The film ends with another Scorsese examination of the limits and nature of authenticity. Prince finishes his narrative by retelling his recent visit with his father, who is dying of heart problems. The story centers on the moment when he confirms for his father that he is “enjoying” himself in the way that he is living. Scorsese lightly admonishes Prince, claiming that the version of that conversation that he delivered on the plane was better. Scorsese insists that this version “seemed very matter-of-fact, seemed too objective.” He has Prince retell it, seeking the “sincerity” he feels was missing from this first filmed rendition.
Prince stumbles through another version, in that way that one does when put on the spot. Parts of it come out too quickly this time, are too abbreviated. Scorsese is still displeased. He prefers that Prince use the word “happy” rather than simply stating he is “having fun”. In a third take, Prince focuses more on the distance he feels from his father, the assertion that he is “happy” rings hollow.

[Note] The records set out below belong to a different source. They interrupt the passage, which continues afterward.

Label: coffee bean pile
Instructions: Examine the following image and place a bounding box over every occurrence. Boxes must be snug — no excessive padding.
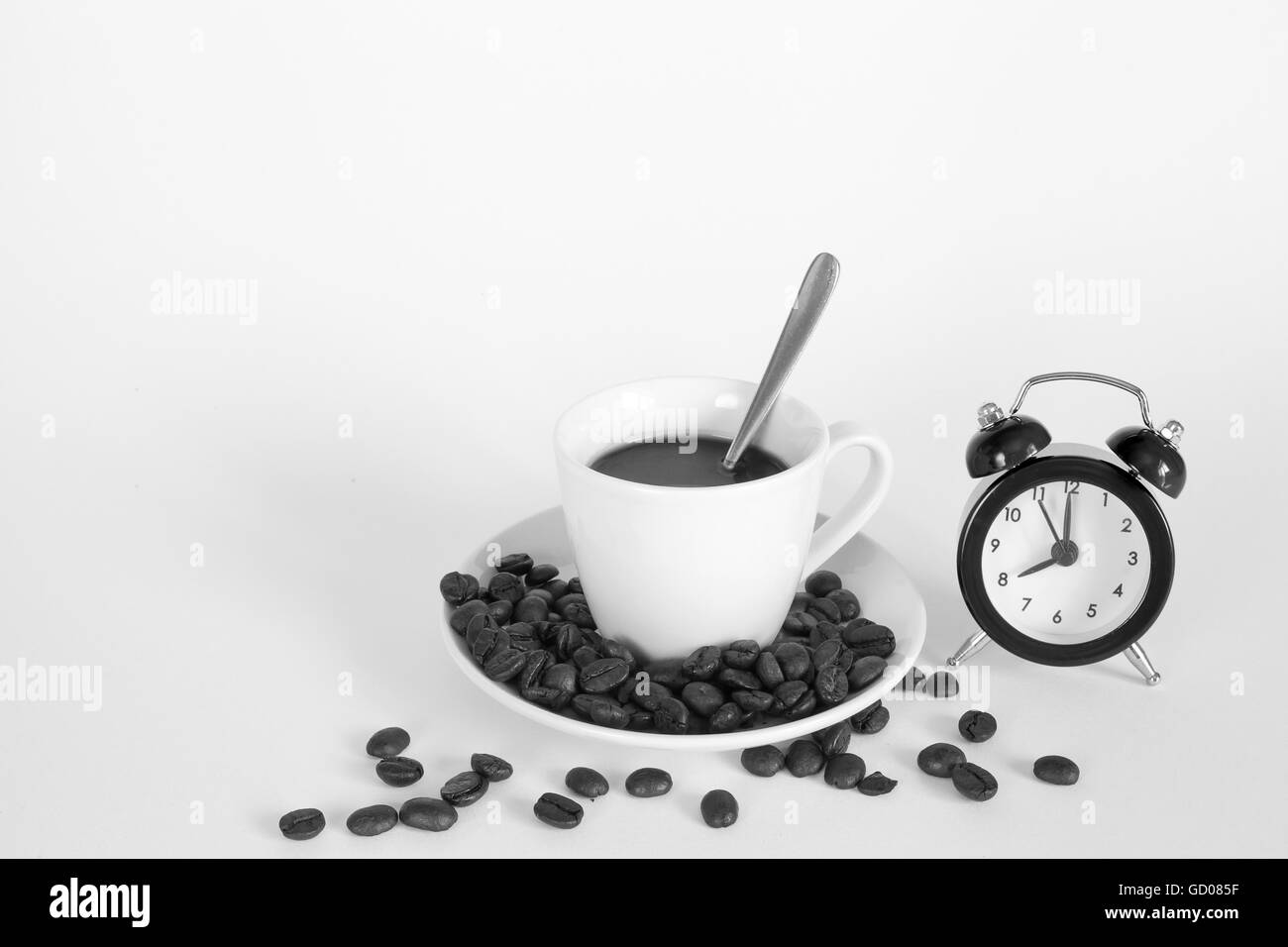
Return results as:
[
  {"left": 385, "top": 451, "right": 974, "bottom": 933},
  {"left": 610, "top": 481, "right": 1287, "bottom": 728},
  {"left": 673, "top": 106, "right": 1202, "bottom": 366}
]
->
[
  {"left": 277, "top": 727, "right": 514, "bottom": 841},
  {"left": 734, "top": 701, "right": 899, "bottom": 798},
  {"left": 438, "top": 553, "right": 896, "bottom": 734},
  {"left": 917, "top": 710, "right": 1079, "bottom": 802}
]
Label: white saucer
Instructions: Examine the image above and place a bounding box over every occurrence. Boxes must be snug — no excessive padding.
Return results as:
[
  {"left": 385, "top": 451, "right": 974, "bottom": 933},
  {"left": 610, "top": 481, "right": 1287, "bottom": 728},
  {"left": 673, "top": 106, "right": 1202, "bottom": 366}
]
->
[{"left": 442, "top": 506, "right": 926, "bottom": 753}]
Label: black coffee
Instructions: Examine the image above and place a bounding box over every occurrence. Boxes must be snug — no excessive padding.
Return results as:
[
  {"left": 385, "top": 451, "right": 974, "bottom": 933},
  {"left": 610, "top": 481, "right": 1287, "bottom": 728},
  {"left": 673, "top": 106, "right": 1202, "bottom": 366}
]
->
[{"left": 590, "top": 437, "right": 787, "bottom": 487}]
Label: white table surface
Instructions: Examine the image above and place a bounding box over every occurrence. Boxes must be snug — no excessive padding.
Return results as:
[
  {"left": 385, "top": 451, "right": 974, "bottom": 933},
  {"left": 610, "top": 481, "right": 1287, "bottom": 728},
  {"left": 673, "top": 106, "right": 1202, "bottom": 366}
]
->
[{"left": 0, "top": 3, "right": 1288, "bottom": 857}]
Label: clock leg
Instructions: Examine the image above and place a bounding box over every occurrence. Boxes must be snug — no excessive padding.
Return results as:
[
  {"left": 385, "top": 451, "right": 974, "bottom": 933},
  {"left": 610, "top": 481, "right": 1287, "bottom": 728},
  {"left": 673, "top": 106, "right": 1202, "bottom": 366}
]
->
[
  {"left": 948, "top": 631, "right": 988, "bottom": 668},
  {"left": 1124, "top": 642, "right": 1163, "bottom": 686}
]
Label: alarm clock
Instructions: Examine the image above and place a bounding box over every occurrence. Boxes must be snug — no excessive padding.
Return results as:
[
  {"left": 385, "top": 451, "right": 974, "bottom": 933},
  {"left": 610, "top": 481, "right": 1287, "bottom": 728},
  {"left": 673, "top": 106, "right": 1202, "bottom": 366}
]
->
[{"left": 948, "top": 371, "right": 1185, "bottom": 684}]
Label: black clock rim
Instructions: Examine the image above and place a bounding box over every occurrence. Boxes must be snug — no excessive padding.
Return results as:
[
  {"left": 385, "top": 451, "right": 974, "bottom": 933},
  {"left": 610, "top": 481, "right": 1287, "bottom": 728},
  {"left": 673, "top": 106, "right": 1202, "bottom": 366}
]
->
[{"left": 957, "top": 456, "right": 1176, "bottom": 668}]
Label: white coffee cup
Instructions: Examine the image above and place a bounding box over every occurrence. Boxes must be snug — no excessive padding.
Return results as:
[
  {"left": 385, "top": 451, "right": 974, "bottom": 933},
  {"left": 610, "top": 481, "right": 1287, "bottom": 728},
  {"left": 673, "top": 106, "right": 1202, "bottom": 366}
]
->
[{"left": 554, "top": 377, "right": 892, "bottom": 659}]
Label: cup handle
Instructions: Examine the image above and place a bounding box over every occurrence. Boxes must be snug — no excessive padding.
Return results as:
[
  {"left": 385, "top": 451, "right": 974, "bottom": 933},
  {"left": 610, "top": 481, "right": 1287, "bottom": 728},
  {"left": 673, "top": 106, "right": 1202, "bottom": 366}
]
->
[{"left": 803, "top": 421, "right": 894, "bottom": 576}]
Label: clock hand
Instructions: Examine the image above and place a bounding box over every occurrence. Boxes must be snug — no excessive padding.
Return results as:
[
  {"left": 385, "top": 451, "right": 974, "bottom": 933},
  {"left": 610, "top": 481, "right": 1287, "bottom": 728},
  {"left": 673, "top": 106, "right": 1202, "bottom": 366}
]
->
[
  {"left": 1038, "top": 500, "right": 1060, "bottom": 543},
  {"left": 1017, "top": 559, "right": 1057, "bottom": 579}
]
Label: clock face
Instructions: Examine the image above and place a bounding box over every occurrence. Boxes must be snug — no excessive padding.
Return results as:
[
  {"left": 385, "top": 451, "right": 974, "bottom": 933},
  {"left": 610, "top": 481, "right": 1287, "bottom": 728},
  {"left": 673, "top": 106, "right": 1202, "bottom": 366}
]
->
[{"left": 980, "top": 479, "right": 1150, "bottom": 643}]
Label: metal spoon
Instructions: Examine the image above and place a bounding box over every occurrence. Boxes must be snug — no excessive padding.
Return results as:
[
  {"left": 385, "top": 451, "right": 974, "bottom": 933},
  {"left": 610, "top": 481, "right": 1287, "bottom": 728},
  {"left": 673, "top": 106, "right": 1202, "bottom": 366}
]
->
[{"left": 720, "top": 254, "right": 841, "bottom": 473}]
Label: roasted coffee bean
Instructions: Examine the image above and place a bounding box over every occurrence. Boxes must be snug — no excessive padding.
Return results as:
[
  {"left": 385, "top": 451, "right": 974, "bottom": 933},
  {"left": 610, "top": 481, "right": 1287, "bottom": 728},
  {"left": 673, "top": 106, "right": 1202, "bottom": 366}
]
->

After all, it wasn’t his word, it was Scorsese’s. What was already a performance of a recollection has become a mere performance to satisfy his audience of one (Scorsese). The camera lingers on Prince’s face; he looks sad and exhausted. It isn’t clear whether he has tapped into some sense of loss regarding his father or he is simply playing the role the director has assigned him in relation to the tale. Either way, Scorsese has succeeded. He got the version he wanted; authenticity was performed.
Criterion Collection recently released Blu-ray edition of these five short films from early in the directorial career of Martin Scorsese. While my discussion has focused on the notion of a “narrative voice” in these films, they are worth examining from any number of angles that would reward concentration and consideration.
The edition includes a few extras: a recent conversation between Scorsese and critic Farran Smith Nehme, a public radio interview with Scorsese from 1970, and a discussion between filmmakers Ari Aster and Josh and Bennie Safdie. The extras are perhaps less enlightening than they might have been but anyone seeking out this collection will be primarily interested, of course, in the films themselves, which have not been readily available in these quality prints for some time.